As with Wednesday's crash, most of the survivable accidents have occurred at or near airports, and in most cases, the pilots maintained control, maneuvering to soften the final impact.
"What's notable about all those is that we've seen a number of recent-model aircraft involved in accidents that have been survivable," said William Voss, a former Federal Aviation Administration official and president of the independent Flight Safety Foundation based in Alexandria, Va.
"Decades of lessons have obviously been applied to cabin design and its survivability, and the cabin crews are doing their jobs on evacuation," Voss said.
At first, Turkish Airlines said everyone survived Wednesday's crash. But Michel Bezuijen, acting mayor of Haarlemmermeer, later reported the fatalities. He initially said 135 people were on board, but changed that figure to 134.
Six of the injured were in critical condition, 25 were seriously hurt and 24 had slight injuries, health authorities said. Survivors were taken to 11 hospitals including an emergency field hospital set up by the military in the central city of Utrecht.
There were 72 Turks and 32 Dutch citizens on board, the Turkish ambassador to the Netherlands, Selahattin Alpar, told the Anatolia news agency.
Jim Proulx, a Boeing spokesman, said the company was sending a team to provide technical assistance to Dutch safety officials as they investigate. He declined to comment on media reports that at least four Boeing employees were on the plane.
Investigators will explore a wide range of possible causes, ranging from weather-related factors to insufficient fuel or loss, navigational errors, pilot fatigue or bird strikes. Experts say initial results could be made public soon because of the sophistication of the Boeing 737-800s black box, although the full report will likely not be ready before the end of the year.
Weather at the airport at the time of the crash was cloudy with a slight drizzle.
Candan Karlitekin, the head of the airline's board of directors, told reporters that visibility was clear at about 5,000 yards. "Some 550 yards before landing, the plane landed on a field instead of the runway," he said, adding the plane's documents were checked and there was no maintenance problems.
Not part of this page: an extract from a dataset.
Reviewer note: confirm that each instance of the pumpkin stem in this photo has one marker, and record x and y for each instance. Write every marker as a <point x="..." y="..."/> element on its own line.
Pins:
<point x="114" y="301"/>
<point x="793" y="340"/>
Turkish Airlines chief Temel Kotil said the captain, Hasan Tahsin, was an experienced former air force pilot. Turkish officials said the plane was built in 2002 and last underwent thorough maintenance on Dec. 22.
Turkish Airlines has had several serious crashes since 1974, when 360 people died in the crash of a DC-10 near Paris after a cargo door came off. More recently, in 2003, 75 died when an RJ-100 missed the runway in heavy fog in the southeastern Turkish city of Diyarbakir.
Boeing's 737 is the world's best-selling commercial jet, with more than 6,000 orders since the model was launched in 1965.
The 737-800, a recent version of the plane, has a "very good safety record," said Voss. "It has been involved in a couple of accidents, but nothing that relates directly back to the aircraft."